Here are the latest links:
- Clayton Kershaw looked outstanding Thursday, but he said he had to make an adjustment to fix his slider before his second inning, according to Ken Gurnick of MLB.com.
- As Mark Saxon of ESPN Los Angeles points out, Spring Training for Kershaw is as much about building endurance as anything else.
- Saxon also had a good Q&A with Ellis, touching quickly on several different subjects.
- Kershaw and Ellis described their adjustment to the new 145-second time limit between innings, in this Dylan Hernandez story for the Times. More from both in this dodgers.com video here.
- It’s actually fun to watch big-leaguers adjust to MLB’s caveat-filled directive to keep one foot in the batter’s box, as Mike Oz points out at Big League Stew.
- Farhan Zaidi talked platooning in this story by Bill Plunkett of the Register. An excerpt:
(Joc) Pederson has a mercurial relationship with left-handed pitching.
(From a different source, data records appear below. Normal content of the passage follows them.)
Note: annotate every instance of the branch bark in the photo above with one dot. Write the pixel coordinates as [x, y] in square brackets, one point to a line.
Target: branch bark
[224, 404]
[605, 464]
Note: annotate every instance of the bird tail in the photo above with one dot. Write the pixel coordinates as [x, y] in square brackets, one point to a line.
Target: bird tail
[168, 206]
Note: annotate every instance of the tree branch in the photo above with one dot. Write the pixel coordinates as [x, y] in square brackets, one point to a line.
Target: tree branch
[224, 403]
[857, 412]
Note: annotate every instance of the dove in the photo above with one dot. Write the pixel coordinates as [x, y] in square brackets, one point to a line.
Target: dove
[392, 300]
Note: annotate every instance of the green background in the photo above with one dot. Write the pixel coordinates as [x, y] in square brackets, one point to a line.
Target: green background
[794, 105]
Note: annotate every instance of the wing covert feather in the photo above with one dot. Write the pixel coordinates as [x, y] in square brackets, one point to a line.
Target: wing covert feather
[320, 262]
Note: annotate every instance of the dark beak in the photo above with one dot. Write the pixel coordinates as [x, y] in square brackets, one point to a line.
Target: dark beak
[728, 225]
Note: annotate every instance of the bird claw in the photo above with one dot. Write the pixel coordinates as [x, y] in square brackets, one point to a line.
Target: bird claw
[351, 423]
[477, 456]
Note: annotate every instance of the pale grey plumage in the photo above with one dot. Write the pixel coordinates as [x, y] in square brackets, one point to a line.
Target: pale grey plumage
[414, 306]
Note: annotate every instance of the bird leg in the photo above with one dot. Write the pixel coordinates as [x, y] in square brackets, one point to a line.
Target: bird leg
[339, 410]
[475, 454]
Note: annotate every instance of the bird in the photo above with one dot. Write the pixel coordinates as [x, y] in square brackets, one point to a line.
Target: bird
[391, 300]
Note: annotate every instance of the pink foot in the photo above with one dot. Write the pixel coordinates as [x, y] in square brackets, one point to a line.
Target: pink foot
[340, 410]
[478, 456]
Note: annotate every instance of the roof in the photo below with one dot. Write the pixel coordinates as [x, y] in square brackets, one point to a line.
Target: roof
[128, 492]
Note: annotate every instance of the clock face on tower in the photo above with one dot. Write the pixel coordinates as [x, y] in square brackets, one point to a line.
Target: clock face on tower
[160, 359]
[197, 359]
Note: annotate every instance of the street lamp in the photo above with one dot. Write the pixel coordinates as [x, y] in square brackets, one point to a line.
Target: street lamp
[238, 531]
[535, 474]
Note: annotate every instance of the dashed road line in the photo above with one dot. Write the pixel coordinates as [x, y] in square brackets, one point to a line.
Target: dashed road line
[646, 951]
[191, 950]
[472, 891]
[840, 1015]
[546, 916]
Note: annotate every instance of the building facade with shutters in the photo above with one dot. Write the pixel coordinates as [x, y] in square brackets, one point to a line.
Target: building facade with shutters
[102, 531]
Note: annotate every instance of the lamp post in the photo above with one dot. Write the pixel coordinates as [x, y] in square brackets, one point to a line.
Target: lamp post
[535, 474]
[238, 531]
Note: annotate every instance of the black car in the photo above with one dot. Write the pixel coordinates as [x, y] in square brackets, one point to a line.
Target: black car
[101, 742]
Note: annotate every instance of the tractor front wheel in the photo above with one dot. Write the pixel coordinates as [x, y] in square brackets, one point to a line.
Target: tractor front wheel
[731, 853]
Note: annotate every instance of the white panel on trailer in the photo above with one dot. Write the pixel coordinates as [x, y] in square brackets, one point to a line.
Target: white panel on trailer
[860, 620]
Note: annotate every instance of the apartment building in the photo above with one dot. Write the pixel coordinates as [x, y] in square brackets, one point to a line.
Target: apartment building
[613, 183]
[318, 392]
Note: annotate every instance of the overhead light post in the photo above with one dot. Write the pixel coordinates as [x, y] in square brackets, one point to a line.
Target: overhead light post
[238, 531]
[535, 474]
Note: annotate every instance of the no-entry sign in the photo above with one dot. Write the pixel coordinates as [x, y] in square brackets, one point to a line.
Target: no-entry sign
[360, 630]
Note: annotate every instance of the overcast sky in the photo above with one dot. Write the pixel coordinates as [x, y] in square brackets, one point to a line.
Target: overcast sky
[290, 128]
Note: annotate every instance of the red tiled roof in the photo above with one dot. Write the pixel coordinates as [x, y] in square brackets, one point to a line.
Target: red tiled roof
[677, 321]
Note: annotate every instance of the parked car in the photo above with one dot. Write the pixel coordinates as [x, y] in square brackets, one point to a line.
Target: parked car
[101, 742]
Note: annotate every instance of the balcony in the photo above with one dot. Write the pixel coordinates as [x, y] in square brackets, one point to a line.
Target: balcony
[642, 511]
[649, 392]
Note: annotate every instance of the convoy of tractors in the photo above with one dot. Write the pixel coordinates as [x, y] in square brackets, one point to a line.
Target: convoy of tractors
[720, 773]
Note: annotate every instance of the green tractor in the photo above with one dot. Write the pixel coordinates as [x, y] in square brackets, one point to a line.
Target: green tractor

He hit lefties well in the Class-A California League (a .330 average), struggled against them in Double-A two years ago (.200) then handled them well in Triple-A last year (.299 with a 1.020 OPS).
“It’s interesting. I think with lefties you see that more,” Zaidi said of the fluctuations. “One, you’re dealing with left-on-left sample sizes that are pretty small. So there’s just some noise there anyway. And then I just think with lefties it kind of comes and goes a little bit.
“As a general rule, righties will have more consistent splits from year to year. Lefties will have a good year against left-handed pitching and then they’ll have a down year. Really getting a gauge for how guys are performing in that role as early as possible definitely helps. I’ll say this – the sort of exciting thing about him (Pederson) is that he has everyday potential because he has had seasons of success against lefties. There are guys who always struggle in that role.”
- It might take all of Spring Training for Don Mattingly to decide how he sets up his bullpen in the absence of Kenley Jansen, Mattingly told Gurnick.
- Here’s an exhaustive evaluation of top Dodger prospects by Kiley McDaniel at Fangraphs.
- MLB official historian John Thorn has been running a series of posts at Our Game on baseball’s greatest photographs. Here is Part 5, and here is a cool Neil Leifer shot of Willie Davis in Part 2.
- NYU, the school that produced Ralph Branca (and my wife), has brought back varsity baseball after a 41-year absence, writes Tom Pedulla for the New York Times. A group photo from the early 1940s that includes Branca runs with the story.